HydrogenAudio

Knowledgebase Project => Wiki Discussion => Topic started by: mjb2006 on 2012-07-10 09:06:52

Title: LAME article edits
Post by: mjb2006 on 2012-07-10 09:06:52
Another round of updates (http://wiki.hydrogenaudio.org/index.php?title=LAME&action=historysubmit&diff=23217&oldid=23120) to the article on LAME (click for current version) (http://wiki.hydrogenaudio.org/index.php?title=LAME):

Please note your concerns or fix whatever I broke...
Title: LAME article edits
Post by: greynol on 2012-07-10 16:13:40
Well done!

Regarding 320 vs VBR, IIRC there simply isn't an abundance of evididence showing one to be better than the other, rather depending on the sample and listener, either may show superiority when a difference can be demonstrated.

Is it worth revisiting whether it should be mentioned that the -V setting accepts fractional values?
Title: LAME article edits
Post by: lvqcl on 2012-07-10 16:33:09
Quote
Is it worth revisiting whether it should be mentioned that the -V setting accepts fractional values?

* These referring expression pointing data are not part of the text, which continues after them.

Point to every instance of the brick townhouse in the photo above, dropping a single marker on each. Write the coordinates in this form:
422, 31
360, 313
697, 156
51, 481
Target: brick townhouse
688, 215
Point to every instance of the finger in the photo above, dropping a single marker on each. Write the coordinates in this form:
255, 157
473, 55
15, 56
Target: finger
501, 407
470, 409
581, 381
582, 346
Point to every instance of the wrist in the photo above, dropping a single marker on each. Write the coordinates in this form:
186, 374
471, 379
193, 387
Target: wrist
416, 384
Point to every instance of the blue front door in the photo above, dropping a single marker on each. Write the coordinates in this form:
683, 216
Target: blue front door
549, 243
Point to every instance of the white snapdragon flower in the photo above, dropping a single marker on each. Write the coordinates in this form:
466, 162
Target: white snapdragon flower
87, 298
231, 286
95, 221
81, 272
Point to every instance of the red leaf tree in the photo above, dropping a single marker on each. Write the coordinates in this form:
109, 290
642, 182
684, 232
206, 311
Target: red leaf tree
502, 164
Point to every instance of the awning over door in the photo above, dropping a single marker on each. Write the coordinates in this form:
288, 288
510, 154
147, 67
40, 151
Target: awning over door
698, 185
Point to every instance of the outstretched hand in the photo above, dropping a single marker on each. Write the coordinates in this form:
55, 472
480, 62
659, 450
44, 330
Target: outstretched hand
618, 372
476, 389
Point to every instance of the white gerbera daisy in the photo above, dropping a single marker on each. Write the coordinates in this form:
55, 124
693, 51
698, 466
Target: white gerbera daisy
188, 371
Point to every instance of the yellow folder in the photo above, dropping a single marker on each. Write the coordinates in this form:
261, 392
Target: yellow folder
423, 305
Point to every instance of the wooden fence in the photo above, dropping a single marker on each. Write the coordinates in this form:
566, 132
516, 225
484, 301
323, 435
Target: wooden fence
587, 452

...and -V 9.999 is the lowest quality VBR setting (LAME 3.98+):

Quote
Usage: -V<number> where <number> is 0-9, 0 being highest quality, 9 being the lowest.




Also, lowpass values in "Technical information" section are valid for 3.98 (and for 44.1kHz input), but not for 3.99.
Title: LAME article edits
Post by: [JAZ] on 2012-07-10 20:07:25
Hello.

Do you want me to update the lame documentation in some way? Since I used back then part of the wiki , I guess it might need an update too.
Title: LAME article edits
Post by: greynol on 2012-07-10 20:15:02
Yes, please.  The discussion that led to these changes included the lame documentation.
Title: LAME article edits
Post by: Dynamic on 2012-07-10 20:41:53
Good work, mjb

I noticed that the Bit Reservoir (http://wiki.hydrogenaudio.org/index.php?title=Bit_reservoir) article needed a bit of work in the example section to avoid confusion of bits per frame with kbps, so I believe that's now fixed and essentially correct within rounding error.

Returning to LAME:

Regarding this bit of wording within section 'Recommended encoder settings':
CURRENT
Quote
Maximum quality is achieved when, regardless of listening conditions, you are unable to detect a difference between the MP3 and the original. As demonstrated by blind ABX tests, LAME-encoded MP3s typically achieve this level of transparency when encoded with the default settings, at bitrates well below maximum. Encoding with other settings will have no effect on the quality.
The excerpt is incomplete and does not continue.